# Liberty LE-51As, sewage ejectors



## northplm (Jul 11, 2021)

What does everyone use for lift pumps? I have been using the Liberty LE-51A or sometimes LE-41 for about ten years with no problems. Lately though I (and one other local plumber) have been having these ghost float switch issues. It’s only 2 or 3 pumps that I know of, but it’s been persistent and almost impossible to recreate. Same thing every time, the homeowner will discover the pump is not working, then either unplug the float and plug the pump in directly, or shake the discharge, and the pump will kick on and empty the crock.

The issue is almost impossible to recreate, and in one instance the other plumber replaced the pump and the problems persisted. He actually hired us to come over and give a second opinion, I did a thorough inspection and found nothing wrong, this was in a fairly new crock as well. In the past the Liberty float switches have been bulletproof, but when they go bad they completely die. These float switches are new(ish), so I don’t know if Liberty has a defective batch of float switches or if it’s just a fluke. Anyone else having any issues?


----------



## hewhodigsholes (Oct 28, 2020)

The reliability went way down when they switched to mechanical float switches. Something about defective microswitches or whatnot.

I prefer the SJE Rhombus Junior Single switches. They still use mercury contacts and are quite durable.


----------



## skoronesa (Oct 27, 2015)

We use Zoeller float switches which are rebranded Sje Rhombus.


----------



## skoronesa (Oct 27, 2015)

hewhodigsholes said:


> The reliability went way down when they switched to mechanical float switches. Something about defective microswitches or whatnot.
> 
> I prefer the SJE Rhombus Junior Single switches. They still use mercury contacts and are quite durable.


Those are only rated for 5amps so you can't series wire them with a pump. I hope you're using control boxes or at least a contactor.


----------



## Master Mark (Aug 14, 2009)

The SJE Rombus switch is probably the best on the market...
We have just been buying the zoeller sewage pump only with no switch-- pump only
and been clamping that SJE switch on the 2 inch pipe.... as long as you drill a good
sized hole down low by the pump these seem to last a hell of a long time...


----------



## skoronesa (Oct 27, 2015)

Master Mark said:


> ............... as long as you drill a good
> sized hole down low by the pump these seem to last a hell of a long time...


Do you also aim it at the float so it blasts the grease globs off? I do


----------



## hewhodigsholes (Oct 28, 2020)

skoronesa said:


> Those are only rated for 5amps so you can't series wire them with a pump. I hope you're using control boxes or at least a contactor.


Just a statement in general. I use appropriate parts for the application at hand.
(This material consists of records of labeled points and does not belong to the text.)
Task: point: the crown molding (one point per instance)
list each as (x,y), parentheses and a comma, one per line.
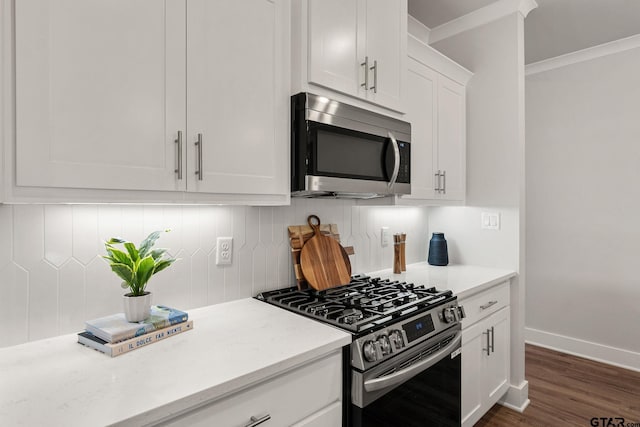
(583,55)
(480,17)
(435,60)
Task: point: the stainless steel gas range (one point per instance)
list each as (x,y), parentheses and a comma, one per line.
(403,365)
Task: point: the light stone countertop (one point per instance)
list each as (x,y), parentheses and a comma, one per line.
(59,382)
(463,280)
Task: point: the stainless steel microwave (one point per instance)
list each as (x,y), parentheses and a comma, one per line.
(339,150)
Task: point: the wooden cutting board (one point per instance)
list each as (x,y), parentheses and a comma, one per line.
(299,235)
(324,262)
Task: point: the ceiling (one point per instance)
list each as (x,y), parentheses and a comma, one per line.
(555,28)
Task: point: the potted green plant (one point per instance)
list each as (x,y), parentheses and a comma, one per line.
(135,266)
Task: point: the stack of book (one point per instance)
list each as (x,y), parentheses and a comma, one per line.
(113,335)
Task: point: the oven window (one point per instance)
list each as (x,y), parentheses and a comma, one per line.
(343,153)
(431,398)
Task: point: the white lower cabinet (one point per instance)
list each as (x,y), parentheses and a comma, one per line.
(309,395)
(485,352)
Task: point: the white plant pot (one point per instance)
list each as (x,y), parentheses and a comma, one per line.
(137,308)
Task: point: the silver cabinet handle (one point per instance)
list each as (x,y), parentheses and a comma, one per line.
(256,421)
(178,142)
(396,161)
(365,64)
(199,157)
(488,349)
(489,304)
(493,335)
(375,76)
(461,312)
(444,182)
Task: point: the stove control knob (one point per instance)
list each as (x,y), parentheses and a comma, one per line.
(449,314)
(395,337)
(369,351)
(384,344)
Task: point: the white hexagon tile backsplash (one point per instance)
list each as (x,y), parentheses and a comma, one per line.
(52,276)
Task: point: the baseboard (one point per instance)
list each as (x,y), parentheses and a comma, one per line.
(516,397)
(589,350)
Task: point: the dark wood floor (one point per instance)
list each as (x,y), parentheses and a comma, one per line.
(569,391)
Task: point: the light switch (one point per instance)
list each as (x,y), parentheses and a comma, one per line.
(384,236)
(490,221)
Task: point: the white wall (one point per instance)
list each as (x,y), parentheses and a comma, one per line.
(583,199)
(495,167)
(52,278)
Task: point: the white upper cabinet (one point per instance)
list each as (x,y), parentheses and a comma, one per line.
(451,149)
(436,109)
(117,95)
(237,97)
(100,93)
(355,47)
(421,113)
(333,45)
(386,52)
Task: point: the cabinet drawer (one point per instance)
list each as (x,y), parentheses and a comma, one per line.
(287,398)
(481,305)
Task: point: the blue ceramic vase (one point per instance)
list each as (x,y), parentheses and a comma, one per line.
(438,250)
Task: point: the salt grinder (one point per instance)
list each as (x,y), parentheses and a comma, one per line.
(403,261)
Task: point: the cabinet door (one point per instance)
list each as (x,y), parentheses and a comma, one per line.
(237,96)
(100,93)
(386,44)
(333,45)
(421,114)
(451,151)
(310,395)
(496,365)
(473,348)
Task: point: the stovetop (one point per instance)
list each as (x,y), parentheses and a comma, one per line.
(363,305)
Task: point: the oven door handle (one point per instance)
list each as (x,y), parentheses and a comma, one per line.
(405,374)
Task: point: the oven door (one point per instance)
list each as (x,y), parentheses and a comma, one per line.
(421,388)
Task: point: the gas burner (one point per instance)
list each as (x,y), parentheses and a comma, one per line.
(361,305)
(351,316)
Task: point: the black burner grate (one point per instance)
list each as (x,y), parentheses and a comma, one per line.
(362,304)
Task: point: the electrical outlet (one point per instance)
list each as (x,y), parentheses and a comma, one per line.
(384,236)
(224,250)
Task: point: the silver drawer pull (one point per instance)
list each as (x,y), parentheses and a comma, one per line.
(487,305)
(256,421)
(199,159)
(365,64)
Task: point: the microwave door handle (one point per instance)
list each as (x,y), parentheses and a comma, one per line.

Most of the time.


----------



## skoronesa (Oct 27, 2015)

hewhodigsholes said:


> Just a statement in general. I use appropriate parts for the application at hand. Most of the time.



Oh yeah sure! We know what you're really like


----------



## skoronesa (Oct 27, 2015)

I installed an LE-50 series today, it came with an SJE Rhombus float attached.


----------



## hewhodigsholes (Oct 28, 2020)

skoronesa said:


> I installed an LE-50 series today, it came with an SJE Rhombus float attached.


 Quite often they will come with an SJE Rhombus alarm box as well.


----------